The Bengals have made changes to their facility and locker room to help with social distancing measures recommended by the CDC, according to Hobson’s report. Normally this is the time of year they bring in extra lockers to accommodate the 90-man roster; however, this year that number looks to be around 80.
Players are spread among four locker rooms and spaced apart with empty lockers between them. Also, position groups are not placed together in an effort to prevent any particular position from getting decimated in case of an outbreak. According to Hobson, one section of 12 lockers has only four nameplates, another row has six players for 15 spaces, the sauna and players’ lounge are both closed, and there are now two meal rooms with just two or three seats per table and a grab-and-go style of serving.
The players also will be handed tracking chips upon entering the stadium each day so movement in the building can be monitored in an effort to prevent spread. The NFLPA announced Saturday it had approved the Infectious Disease Emergency Plans (IDER) for the Bengals and 11 other teams, and by Monday the plans for 20 teams had been approved.
The new on-the-fly CBA also included guidelines to ensure players are behaving safely outside of the stadium and training facilities. According to a document shared on Twitter by ESPN’s Dan Graziano, players will be prohibited from indoor night clubs, indoor bars, indoor house parties with 15 or more people, indoor concerts, professional sporting events and indoor church services that allow attendance above 25 percent of capacity. Fines will be issued for violating rules, and a player who tests positive after engaging in prohibited activities will not be paid for games missed as a result.

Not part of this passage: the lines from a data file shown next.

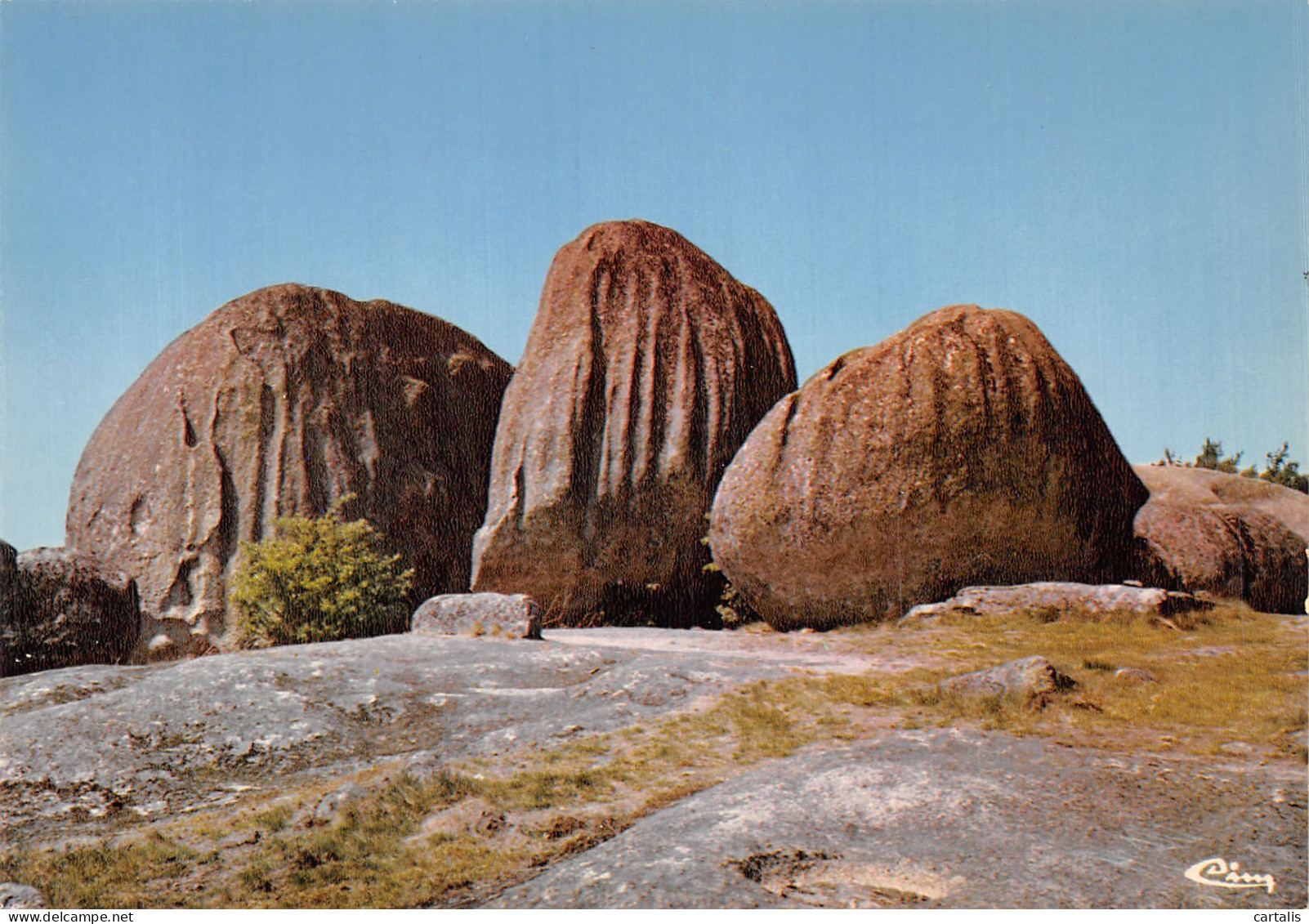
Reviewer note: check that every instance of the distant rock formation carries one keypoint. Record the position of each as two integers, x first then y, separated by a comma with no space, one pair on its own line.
1224,534
961,450
62,609
279,404
647,367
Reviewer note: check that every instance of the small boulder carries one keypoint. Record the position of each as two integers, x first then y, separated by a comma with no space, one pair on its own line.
333,806
1134,677
1032,678
1228,536
506,615
60,609
1059,597
961,450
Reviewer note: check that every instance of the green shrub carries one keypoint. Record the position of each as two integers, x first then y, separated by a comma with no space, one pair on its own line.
319,578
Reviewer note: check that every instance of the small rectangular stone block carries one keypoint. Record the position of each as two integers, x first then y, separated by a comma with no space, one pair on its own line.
482,614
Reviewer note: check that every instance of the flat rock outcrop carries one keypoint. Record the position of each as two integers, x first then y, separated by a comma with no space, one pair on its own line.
949,819
280,404
512,615
1061,597
93,746
1226,536
961,450
59,609
646,369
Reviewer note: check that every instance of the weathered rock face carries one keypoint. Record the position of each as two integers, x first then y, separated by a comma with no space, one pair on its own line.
62,609
1224,534
963,450
279,404
647,367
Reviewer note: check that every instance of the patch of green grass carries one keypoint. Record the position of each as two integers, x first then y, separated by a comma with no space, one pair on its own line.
108,876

“I feel like if they are letting us back in the building, they are going to do everything in their best interest to make sure this is OK,” Bengals left guard Mike Jordan said earlier this month. “I’m not going to do too much worrying.”
The return to play plan also laid out a training camp acclimation schedule, which includes the first six days being limited to COVID-19 testing and then physicals. Days 7-14 will cover strength and conditioning work only, and days 15-20 will involve practices in helmets and shells with no pads, according to ESPN.com. A maximum of 14 padded practices may be held, but none before Aug. 17. Additionally, there will be one off day per every seven days of work, and no preseason games for 2020.
Although on-field practices have not yet begun, some players already have been working out together. Trainer Patrick Coyne has been posting photos on social media indicating Burrow, Drew Sample, Sam Hubbard, D.J. Reader and Vonn Bell have been among the Bengals players working out at Black Sheep Performance training center in Cincinnati. Jordan has been working at PEAKFast in Erlanger, Ky., where some of his fellow linemen also train.
The Bengals and the other 31 teams in the league were limited to a virtual offseason because of COVID-19, so training camp will make their first official sessions together in 2020.